Diet Modifies Colonic Microbiota and CD4+ T-Cell Repertoire to Induce Flares of Colitis in Mice With Myeloid-Cell Expression of Interleukin 23

Abstract

Background & aims: Several studies have shown that signaling via the interleukin 23 (IL23) receptor is required for development of colitis. We studied the roles of IL23, dietary factors, alterations to the microbiota, and T cells in the development and progression of colitis in mice.
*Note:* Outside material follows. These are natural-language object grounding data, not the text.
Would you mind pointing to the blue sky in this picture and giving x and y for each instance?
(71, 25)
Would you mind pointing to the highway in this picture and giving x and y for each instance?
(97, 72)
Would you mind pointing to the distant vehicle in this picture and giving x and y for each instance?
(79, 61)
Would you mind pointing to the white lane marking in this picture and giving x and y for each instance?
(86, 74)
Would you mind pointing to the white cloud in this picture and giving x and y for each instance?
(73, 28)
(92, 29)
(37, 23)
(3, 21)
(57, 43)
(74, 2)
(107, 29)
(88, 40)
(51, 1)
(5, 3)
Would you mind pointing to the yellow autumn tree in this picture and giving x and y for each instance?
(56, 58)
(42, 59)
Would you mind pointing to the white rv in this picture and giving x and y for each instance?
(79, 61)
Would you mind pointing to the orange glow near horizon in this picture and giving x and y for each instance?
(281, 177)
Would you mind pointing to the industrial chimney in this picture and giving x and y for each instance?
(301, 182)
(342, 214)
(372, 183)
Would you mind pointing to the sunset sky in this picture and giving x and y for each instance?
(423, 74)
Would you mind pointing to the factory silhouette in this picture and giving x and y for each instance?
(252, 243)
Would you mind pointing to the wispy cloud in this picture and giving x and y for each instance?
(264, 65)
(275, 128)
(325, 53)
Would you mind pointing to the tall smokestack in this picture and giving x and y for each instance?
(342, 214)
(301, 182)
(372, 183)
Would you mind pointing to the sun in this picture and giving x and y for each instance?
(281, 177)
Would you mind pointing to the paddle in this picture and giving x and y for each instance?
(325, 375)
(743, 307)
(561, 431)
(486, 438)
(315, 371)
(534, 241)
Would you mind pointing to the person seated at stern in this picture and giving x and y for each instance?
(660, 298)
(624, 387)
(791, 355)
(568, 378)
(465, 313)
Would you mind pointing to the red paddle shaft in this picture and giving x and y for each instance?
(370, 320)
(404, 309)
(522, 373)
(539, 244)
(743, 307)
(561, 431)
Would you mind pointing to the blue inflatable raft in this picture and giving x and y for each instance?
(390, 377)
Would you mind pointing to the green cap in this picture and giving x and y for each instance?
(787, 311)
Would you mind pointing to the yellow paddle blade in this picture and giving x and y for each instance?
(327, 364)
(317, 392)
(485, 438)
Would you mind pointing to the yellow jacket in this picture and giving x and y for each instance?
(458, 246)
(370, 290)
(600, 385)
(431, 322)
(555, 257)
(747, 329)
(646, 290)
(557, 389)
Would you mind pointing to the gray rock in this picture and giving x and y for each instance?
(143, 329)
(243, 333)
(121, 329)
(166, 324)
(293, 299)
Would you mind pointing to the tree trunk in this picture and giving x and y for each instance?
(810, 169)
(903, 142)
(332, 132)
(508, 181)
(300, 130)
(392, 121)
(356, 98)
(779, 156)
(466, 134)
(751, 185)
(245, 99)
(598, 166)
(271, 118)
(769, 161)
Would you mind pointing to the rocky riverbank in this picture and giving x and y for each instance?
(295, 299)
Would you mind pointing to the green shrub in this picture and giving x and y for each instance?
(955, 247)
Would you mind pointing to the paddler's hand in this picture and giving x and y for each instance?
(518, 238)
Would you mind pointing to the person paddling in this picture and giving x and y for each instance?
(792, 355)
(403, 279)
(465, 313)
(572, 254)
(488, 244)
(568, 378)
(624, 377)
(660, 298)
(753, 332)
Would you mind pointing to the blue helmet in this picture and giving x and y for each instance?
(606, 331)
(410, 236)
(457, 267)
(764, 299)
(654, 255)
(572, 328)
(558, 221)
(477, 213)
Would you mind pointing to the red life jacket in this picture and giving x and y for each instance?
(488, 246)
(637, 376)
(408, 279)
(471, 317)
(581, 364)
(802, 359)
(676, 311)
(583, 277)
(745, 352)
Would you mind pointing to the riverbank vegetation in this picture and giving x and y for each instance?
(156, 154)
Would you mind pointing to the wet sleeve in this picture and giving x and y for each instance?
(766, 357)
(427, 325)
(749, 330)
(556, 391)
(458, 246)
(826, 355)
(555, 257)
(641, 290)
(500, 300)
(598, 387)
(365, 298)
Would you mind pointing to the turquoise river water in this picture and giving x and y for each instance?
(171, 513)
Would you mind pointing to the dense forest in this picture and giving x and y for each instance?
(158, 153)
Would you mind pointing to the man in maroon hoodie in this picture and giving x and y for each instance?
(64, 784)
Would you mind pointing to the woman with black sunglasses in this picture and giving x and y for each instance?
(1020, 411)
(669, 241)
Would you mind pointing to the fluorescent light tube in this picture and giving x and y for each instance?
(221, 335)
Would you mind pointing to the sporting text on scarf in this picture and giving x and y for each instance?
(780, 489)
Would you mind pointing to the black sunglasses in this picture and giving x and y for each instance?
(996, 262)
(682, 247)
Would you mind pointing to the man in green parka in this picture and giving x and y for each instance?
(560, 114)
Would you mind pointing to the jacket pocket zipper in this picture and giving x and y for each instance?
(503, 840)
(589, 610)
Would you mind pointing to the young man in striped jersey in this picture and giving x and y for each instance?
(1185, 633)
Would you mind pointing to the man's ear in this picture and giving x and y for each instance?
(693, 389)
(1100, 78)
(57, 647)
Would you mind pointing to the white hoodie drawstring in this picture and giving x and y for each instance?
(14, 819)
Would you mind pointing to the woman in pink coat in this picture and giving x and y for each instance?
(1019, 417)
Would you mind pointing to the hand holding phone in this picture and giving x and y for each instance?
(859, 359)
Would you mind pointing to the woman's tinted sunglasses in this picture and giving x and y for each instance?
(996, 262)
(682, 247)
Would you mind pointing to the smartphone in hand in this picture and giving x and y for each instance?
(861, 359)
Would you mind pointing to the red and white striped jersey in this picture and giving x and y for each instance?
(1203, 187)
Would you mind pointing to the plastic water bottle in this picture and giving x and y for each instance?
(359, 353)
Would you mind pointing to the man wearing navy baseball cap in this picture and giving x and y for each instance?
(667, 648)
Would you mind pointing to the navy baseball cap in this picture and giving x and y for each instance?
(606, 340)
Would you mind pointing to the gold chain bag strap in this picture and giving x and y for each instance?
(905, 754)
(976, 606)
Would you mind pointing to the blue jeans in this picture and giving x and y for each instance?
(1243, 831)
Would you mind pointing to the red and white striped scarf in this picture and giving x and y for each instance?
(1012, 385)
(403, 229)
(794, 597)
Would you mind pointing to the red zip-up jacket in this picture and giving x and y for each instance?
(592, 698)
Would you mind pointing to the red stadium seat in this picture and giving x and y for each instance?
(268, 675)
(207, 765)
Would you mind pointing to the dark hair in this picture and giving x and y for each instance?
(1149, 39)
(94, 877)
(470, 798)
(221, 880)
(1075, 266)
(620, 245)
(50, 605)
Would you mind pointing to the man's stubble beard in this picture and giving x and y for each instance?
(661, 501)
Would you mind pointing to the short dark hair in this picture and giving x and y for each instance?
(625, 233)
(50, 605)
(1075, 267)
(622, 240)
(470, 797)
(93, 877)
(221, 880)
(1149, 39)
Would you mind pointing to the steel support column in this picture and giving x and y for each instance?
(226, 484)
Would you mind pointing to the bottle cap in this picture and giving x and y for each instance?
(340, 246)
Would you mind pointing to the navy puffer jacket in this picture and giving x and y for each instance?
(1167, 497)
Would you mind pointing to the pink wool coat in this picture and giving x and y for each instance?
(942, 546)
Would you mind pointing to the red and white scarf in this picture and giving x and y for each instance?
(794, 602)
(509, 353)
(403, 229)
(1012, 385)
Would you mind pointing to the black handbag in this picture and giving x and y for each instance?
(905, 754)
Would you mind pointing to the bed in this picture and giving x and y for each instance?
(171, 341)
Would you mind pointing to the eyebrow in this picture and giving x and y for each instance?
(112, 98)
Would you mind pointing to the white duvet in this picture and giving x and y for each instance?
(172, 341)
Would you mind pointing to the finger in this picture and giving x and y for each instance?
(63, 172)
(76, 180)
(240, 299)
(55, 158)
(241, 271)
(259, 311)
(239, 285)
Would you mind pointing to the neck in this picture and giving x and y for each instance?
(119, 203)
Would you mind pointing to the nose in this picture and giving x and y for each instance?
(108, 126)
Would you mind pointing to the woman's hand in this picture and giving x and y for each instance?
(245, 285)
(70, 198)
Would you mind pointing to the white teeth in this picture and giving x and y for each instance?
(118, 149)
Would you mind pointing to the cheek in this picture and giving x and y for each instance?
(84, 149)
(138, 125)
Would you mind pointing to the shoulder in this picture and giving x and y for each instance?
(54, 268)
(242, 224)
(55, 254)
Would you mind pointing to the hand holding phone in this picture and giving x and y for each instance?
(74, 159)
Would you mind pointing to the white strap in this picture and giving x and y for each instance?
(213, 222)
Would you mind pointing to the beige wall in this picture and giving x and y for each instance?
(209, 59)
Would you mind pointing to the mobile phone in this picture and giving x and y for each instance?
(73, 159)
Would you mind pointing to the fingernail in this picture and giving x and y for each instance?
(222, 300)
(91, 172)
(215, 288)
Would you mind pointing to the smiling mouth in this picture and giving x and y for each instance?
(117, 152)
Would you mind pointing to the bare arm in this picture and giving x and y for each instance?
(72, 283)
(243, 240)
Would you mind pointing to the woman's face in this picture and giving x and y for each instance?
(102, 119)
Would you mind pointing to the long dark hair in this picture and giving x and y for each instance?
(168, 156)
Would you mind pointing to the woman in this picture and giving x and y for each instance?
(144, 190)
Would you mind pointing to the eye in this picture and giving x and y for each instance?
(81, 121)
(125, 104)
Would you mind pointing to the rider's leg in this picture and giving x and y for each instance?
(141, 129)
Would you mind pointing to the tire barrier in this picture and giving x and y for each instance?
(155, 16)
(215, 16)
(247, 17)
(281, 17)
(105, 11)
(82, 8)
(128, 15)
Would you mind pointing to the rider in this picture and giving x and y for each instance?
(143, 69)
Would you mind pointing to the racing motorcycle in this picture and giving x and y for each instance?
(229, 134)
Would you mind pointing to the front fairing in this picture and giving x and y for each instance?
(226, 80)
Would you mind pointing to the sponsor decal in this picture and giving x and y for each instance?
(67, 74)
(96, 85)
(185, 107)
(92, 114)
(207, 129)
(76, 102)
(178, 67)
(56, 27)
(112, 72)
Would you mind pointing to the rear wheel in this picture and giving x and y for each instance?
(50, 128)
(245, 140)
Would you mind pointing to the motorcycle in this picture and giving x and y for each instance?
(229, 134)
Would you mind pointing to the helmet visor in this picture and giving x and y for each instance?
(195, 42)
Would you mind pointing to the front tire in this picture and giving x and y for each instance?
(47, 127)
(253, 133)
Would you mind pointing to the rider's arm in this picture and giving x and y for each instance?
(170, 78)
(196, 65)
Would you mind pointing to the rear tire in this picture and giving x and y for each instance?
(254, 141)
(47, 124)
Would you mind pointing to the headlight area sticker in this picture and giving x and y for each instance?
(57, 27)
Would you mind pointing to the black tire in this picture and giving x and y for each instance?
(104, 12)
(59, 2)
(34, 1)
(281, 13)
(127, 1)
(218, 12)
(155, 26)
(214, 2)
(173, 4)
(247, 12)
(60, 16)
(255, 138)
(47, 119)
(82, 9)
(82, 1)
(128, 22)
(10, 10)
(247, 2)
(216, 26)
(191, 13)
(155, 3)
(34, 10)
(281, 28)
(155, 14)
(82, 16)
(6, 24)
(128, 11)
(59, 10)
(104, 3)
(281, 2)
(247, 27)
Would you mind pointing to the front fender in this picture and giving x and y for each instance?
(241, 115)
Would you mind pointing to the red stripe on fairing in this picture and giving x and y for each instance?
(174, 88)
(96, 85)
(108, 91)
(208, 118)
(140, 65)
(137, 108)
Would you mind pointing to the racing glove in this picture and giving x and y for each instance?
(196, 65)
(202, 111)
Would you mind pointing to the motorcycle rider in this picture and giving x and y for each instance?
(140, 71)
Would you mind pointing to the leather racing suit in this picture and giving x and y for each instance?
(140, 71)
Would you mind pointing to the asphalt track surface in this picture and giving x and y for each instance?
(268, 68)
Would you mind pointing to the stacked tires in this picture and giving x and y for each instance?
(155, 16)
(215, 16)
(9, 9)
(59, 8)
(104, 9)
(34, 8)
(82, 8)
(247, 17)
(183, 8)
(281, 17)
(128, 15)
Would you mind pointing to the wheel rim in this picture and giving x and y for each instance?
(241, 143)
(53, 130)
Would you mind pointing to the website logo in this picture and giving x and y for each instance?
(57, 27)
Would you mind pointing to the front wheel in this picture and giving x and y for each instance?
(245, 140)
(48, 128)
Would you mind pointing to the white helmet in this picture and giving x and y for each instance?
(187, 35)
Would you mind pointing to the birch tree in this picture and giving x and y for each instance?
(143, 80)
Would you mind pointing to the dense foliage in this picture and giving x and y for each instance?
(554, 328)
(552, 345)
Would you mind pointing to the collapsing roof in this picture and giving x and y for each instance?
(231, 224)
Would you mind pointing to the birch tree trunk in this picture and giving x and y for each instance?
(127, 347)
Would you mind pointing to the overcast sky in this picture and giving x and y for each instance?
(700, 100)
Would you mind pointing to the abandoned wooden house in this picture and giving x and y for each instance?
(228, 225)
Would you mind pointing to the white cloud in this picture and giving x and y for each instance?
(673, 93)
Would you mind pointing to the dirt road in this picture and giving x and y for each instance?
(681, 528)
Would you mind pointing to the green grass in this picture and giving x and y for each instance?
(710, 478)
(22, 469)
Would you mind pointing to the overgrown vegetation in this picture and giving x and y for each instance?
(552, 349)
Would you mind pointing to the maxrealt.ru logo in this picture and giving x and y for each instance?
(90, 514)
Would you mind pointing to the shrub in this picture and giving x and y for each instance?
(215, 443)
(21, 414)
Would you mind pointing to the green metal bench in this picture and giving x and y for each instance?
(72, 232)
Methods: All mice were maintained on laboratory diet 5053, unless otherwise noted. We generated mice that express IL23 in CX3CR1-positive myeloid cells (R23FR mice) upon cyclic administration of tamoxifen dissolved in diet 2019. Diets 2019 and 5053 have minor differences in the overall composition of protein, fat, fiber, minerals, and vitamins. CX3CR1^CreER mice (FR mice) were used as controls. Some mice were given antibiotics, and others were raised in a germ-free environment. Intestinal tissues were collected and analyzed by histology and flow cytometry. Feces were collected and analyzed by 16S rDNA sequencing. Feces from C57/Bl6, R23FR, or FR mice were fed to FR and R23FR germ-free mice in microbiota transplant experiments. We also performed studies with R23FR/Rag^-/-, R23FR/Mu^-/-, and R23FR/Tcrd^-/- mice. R23FR mice were given injections of antibodies against CD4 or CD8 to deplete T cells. Mesenteric lymph nodes and large intestine CD4⁺ cells from R23FR or FR mice in remission from colitis were transferred into Rag^-/- mice. CD4⁺ cells were isolated from donor R23FR mice and recipient Rag^-/- mice, and T-cell receptor sequences were determined.

Results: Expression of IL23 led to development of a relapsing-remitting colitis that was dependent on the microbiota and CD4⁺ T cells. The relapses were caused by switching from the conventional diet used in our facility (diet 5053) to the diet 2019 and were not dependent on tamoxifen after the first cycle. The switch in the diet modified the microbiota but did not alter levels of IL23 in intestinal tissues compared with mice that remained on the conventional diet. Mesenteric lymph nodes and large intestine CD4⁺ cells from R23FR mice in remission, but not from FR mice, induced colitis after transfer into Rag^-/- mice, but only when these mice were placed on the diet 2019. The CD4⁺ T-cell receptor repertoire of Rag^-/- mice with colitis (fed the 2019 diet) was less diverse than that from donor mice and Rag^-/- mice without colitis (fed the 5053 diet) because of expansion of dominant T-cell clones.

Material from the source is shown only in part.